Project Field Coordinator, Georgia, Fauna & Flora International
The mysterious grey wolf once roamed freely across the wilderness areas of the northern hemisphere. More recently, however, it is seen less and less frequently with local extinctions occurring across Western Europe. Today, thankfully, numbers appear to be more stable.
Historically the wolf has been vilified by almost every culture with which it has come into contact; from the story of Little Red Riding Hood that dominates children’s stories in the West to the shape-shifting werewolf, or spectre wolf, that was once more familiar in the east, the wolf became an avatar reflecting the darker side of man’s own nature.

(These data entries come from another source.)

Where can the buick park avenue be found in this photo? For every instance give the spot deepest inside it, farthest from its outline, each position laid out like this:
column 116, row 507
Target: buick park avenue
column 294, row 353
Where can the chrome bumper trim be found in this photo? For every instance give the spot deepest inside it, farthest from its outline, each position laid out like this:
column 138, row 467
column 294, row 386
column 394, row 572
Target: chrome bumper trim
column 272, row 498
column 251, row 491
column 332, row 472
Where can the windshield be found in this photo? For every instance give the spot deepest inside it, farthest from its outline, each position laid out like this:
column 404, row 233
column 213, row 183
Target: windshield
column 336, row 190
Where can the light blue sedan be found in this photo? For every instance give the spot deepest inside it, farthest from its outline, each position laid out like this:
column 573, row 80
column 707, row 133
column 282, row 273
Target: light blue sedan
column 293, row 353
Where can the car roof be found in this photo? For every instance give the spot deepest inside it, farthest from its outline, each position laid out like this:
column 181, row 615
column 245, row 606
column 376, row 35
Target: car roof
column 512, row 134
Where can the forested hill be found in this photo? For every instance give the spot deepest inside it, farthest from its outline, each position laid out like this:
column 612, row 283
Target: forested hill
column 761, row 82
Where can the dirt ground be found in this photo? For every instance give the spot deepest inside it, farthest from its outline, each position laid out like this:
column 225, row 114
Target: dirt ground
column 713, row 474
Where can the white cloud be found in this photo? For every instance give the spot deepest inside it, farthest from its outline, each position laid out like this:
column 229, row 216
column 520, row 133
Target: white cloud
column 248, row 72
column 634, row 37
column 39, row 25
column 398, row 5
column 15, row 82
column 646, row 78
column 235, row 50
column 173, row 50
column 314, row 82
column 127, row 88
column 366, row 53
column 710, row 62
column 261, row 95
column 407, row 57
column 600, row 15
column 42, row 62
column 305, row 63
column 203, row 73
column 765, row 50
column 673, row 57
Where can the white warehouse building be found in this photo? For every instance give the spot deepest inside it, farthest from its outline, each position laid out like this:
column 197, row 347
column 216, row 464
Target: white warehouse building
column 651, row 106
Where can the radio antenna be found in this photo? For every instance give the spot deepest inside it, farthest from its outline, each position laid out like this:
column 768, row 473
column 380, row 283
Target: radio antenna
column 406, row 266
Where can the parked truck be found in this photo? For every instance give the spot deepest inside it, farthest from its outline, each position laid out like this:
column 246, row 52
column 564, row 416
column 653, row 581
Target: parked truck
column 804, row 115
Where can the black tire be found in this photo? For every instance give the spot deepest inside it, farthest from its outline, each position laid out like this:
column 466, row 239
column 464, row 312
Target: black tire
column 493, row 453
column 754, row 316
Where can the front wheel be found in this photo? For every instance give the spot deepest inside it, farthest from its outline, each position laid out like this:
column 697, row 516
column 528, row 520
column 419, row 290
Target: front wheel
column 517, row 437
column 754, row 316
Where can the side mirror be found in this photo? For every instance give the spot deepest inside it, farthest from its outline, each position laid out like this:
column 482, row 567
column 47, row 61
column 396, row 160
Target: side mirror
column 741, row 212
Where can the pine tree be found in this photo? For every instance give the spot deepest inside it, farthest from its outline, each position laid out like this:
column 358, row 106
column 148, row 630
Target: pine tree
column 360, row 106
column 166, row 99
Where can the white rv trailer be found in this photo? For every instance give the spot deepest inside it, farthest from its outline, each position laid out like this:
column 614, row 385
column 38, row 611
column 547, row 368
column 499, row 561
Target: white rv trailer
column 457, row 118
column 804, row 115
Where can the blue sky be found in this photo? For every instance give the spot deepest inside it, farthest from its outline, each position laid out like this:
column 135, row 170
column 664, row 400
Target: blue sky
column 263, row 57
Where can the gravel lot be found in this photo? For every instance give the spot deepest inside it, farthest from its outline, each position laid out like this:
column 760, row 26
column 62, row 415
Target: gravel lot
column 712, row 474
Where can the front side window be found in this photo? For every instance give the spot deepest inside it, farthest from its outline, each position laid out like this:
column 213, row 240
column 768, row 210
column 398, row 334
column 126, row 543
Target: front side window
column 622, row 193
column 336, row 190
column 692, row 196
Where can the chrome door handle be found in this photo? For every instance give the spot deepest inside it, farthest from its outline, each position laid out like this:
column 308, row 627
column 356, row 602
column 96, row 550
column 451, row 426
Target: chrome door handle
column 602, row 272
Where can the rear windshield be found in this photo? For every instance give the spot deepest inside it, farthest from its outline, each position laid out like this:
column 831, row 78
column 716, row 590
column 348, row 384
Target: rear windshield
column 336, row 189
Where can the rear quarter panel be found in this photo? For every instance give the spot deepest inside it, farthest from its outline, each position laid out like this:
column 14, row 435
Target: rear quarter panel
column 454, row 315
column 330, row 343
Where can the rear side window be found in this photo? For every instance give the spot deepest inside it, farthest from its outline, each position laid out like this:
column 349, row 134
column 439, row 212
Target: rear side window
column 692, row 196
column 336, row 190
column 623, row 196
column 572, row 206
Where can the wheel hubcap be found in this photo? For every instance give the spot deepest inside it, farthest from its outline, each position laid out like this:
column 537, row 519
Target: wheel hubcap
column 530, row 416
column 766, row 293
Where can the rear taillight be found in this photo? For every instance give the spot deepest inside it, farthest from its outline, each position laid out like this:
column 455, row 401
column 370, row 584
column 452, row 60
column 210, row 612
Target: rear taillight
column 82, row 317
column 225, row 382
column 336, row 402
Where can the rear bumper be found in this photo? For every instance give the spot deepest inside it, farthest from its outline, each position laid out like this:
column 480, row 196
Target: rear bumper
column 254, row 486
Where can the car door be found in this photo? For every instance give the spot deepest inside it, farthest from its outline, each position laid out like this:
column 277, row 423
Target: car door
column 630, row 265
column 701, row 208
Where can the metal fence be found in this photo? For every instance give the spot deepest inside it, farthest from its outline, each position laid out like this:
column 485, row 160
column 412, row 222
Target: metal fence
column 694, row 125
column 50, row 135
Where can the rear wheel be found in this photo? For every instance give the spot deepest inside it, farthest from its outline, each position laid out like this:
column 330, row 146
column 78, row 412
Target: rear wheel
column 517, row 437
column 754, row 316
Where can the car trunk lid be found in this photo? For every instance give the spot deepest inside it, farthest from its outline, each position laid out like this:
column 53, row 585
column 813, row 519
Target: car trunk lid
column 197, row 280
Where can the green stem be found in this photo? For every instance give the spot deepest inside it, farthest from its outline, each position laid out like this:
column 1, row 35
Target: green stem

Whether this demonising of the wolf came as a result of man’s shift from hunting and gathering to farming and herding, or whether it was the inevitable result of the “civilising” of human culture is debatable. What is clear, however, is the persecution that ensued and the near total extinction of what was once the planet’s most wide-ranging mammal.
Even though numbers of grey wolf appear to be stable they are threatened by human-animal conflict with shepherds and fragmentation of habitat.
Fauna & Flora International (FFI), through the Georgian Carnivore Conservation Project, is working with Georgian conservation organisation NACRES to protect the wolf and other threatened animals that share its home.
Grey wolves once had the largest natural distribution of any mammal except human beings. Sadly, they can no longer claim this record as they have lost much of their former range.